Nuno e a Seleção
Na semana em que as quatro equipas portugueses foram varridas da segunda divisão europeia por adversários de pequeno e médio porte sem que o facto tenha causado qualquer sobressalto na Imprensa internacional (porque será meus amigos?), a melhor equipa quase portuguesa de Inglaterra (Wolverhampton) voltou a deliciar os seus adeptos com uma vitória espetacular no luxuoso estádio do Tottenham (3-2). Há uns anos a Imprensa inglesa teria elevado Nuno Espírito Santo à condição de herói por ter derrotado José Mourinho ao domicílio. Mas os tempos, como se sabe, são outros, embora uma coisa não tenha mudado. Continua a haver portugueses na Albion a justificarem o epíteto special. Neste momento, Bruno Fernandes está acima de todos: coleciona MOTM (man of the match) como quem bebe água e já rivaliza com Kevin de Bruyne na discussão sobre quem é o médio mais completo da Premier.
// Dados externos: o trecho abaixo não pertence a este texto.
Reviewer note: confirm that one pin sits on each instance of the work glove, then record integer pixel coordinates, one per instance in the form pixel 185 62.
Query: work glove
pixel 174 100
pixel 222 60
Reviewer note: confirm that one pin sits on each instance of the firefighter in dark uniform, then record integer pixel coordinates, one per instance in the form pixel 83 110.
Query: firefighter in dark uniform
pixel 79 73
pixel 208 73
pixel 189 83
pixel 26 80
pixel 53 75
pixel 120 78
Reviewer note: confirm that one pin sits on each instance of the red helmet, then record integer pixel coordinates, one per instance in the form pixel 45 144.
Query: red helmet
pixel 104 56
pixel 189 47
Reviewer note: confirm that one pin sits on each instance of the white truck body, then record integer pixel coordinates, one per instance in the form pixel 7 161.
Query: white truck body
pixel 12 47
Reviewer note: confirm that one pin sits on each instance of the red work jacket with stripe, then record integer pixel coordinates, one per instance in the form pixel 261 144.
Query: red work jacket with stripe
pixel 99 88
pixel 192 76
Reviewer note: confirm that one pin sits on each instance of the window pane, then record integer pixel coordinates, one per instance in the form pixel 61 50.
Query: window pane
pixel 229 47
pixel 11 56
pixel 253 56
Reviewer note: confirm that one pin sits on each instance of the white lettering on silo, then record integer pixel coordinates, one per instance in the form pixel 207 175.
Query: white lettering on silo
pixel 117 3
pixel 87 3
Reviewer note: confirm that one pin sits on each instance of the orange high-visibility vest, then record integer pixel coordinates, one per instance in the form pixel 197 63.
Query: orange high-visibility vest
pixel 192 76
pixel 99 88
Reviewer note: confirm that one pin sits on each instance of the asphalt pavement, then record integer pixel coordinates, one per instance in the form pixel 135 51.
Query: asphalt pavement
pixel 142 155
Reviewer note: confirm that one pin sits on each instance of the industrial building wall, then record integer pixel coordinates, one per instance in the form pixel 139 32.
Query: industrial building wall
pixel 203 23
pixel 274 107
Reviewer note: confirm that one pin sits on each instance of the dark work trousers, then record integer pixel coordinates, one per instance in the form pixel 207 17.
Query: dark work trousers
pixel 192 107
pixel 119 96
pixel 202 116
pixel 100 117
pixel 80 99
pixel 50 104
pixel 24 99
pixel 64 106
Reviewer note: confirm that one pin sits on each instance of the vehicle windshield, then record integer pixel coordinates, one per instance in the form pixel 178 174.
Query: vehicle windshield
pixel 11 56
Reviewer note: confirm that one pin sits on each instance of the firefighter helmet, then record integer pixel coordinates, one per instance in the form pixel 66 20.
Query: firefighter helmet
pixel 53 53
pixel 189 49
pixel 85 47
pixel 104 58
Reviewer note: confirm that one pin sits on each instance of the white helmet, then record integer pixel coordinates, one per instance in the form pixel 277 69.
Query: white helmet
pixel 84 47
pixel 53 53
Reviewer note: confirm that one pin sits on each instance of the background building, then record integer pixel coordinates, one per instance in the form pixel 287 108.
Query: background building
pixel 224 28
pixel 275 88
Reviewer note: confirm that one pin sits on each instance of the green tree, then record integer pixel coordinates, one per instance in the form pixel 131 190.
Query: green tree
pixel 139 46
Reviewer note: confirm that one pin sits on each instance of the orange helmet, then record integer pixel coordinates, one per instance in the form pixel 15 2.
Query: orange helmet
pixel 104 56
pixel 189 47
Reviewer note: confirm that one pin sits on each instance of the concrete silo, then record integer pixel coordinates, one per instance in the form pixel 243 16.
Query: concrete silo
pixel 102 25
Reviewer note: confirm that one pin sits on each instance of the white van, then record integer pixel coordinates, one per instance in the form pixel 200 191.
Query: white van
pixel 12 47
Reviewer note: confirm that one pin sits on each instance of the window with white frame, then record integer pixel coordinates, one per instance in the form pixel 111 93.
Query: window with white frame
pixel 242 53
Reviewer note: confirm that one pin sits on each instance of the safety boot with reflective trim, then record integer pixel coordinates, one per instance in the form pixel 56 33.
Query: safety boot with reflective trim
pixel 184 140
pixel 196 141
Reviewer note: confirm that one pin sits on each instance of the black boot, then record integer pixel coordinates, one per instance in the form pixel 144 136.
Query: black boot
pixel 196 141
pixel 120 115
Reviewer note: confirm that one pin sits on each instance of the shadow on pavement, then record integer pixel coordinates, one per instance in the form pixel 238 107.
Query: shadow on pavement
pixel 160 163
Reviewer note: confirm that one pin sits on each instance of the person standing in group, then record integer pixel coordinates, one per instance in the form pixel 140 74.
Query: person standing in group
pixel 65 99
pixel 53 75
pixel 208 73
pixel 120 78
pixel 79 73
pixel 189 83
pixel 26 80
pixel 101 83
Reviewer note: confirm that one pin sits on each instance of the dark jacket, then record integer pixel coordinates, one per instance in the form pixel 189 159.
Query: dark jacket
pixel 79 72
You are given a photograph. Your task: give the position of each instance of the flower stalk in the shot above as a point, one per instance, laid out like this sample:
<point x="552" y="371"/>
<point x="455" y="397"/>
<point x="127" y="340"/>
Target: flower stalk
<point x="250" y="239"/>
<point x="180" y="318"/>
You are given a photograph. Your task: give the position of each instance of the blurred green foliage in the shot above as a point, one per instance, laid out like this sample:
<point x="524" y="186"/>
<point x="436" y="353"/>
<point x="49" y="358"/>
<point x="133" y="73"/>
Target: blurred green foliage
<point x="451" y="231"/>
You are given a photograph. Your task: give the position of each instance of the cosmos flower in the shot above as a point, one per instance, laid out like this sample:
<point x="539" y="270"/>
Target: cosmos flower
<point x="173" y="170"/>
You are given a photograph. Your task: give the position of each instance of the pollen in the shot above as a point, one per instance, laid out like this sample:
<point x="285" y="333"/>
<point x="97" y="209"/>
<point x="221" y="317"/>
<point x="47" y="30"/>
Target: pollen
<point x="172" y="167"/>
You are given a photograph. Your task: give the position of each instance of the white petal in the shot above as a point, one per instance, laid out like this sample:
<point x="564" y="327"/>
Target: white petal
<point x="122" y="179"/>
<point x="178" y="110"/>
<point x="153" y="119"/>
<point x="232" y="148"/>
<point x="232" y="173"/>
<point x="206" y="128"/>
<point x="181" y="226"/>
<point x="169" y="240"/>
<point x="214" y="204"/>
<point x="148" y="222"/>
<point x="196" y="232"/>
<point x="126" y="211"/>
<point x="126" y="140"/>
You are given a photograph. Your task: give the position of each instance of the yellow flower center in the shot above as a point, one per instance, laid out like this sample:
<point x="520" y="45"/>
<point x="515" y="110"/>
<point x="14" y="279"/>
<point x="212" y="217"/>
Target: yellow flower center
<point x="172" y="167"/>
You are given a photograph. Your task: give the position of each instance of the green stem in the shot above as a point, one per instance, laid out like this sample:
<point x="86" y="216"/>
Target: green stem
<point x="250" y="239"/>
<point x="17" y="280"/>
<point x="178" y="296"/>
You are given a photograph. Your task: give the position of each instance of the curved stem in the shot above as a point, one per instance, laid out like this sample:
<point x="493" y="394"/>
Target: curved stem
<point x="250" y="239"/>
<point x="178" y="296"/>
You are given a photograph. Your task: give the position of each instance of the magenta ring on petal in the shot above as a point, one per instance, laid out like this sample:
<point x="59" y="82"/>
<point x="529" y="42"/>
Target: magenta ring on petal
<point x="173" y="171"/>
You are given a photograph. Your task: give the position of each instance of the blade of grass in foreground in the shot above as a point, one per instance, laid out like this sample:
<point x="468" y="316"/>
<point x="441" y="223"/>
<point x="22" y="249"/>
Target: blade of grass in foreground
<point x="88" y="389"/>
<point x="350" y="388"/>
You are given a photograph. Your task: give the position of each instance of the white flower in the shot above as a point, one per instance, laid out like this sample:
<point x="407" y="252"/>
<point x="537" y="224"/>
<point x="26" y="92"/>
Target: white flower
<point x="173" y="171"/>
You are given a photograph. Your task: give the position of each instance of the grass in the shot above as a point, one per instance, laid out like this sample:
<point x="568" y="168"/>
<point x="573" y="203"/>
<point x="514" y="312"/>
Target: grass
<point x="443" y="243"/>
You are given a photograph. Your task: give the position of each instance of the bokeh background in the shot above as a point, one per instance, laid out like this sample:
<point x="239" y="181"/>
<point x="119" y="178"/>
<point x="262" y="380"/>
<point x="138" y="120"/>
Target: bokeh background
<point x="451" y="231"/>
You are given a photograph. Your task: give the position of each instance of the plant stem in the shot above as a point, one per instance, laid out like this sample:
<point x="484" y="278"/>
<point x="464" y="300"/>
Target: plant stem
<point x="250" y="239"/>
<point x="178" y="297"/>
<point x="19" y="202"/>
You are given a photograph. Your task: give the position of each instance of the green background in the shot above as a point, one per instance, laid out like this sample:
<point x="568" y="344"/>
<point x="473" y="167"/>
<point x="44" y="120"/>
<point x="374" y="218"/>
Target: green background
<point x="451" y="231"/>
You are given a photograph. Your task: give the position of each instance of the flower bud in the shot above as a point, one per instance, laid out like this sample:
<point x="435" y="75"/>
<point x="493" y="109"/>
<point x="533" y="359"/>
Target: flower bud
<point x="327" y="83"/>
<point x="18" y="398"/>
Diogo Jota também está on fire (seis golos em dez dias e uma jogada genial na génese do golo da vitória sobre Mourinho), mas se calhar é Nuno - a força tranquila - quem mais tem feito por merecer esse epíteto. No dia do jogo com Mourinho foi ele e não o famoso special que mereceu honras de entrevista / dossier em dois diários de referência o Daily Mail e o Daily Telegraph. Onde se deu a conhecer naquele jeito de quem pede desculpa por existir, sem receio de citar Kipling para admitir que não procura a fama, essa impostora; e que tem saudades do maravilhoso arquipélago de São Tomé e Príncipe, onde nasceu e se fez feliz a correr e a jogar na rua, ao pé do mar.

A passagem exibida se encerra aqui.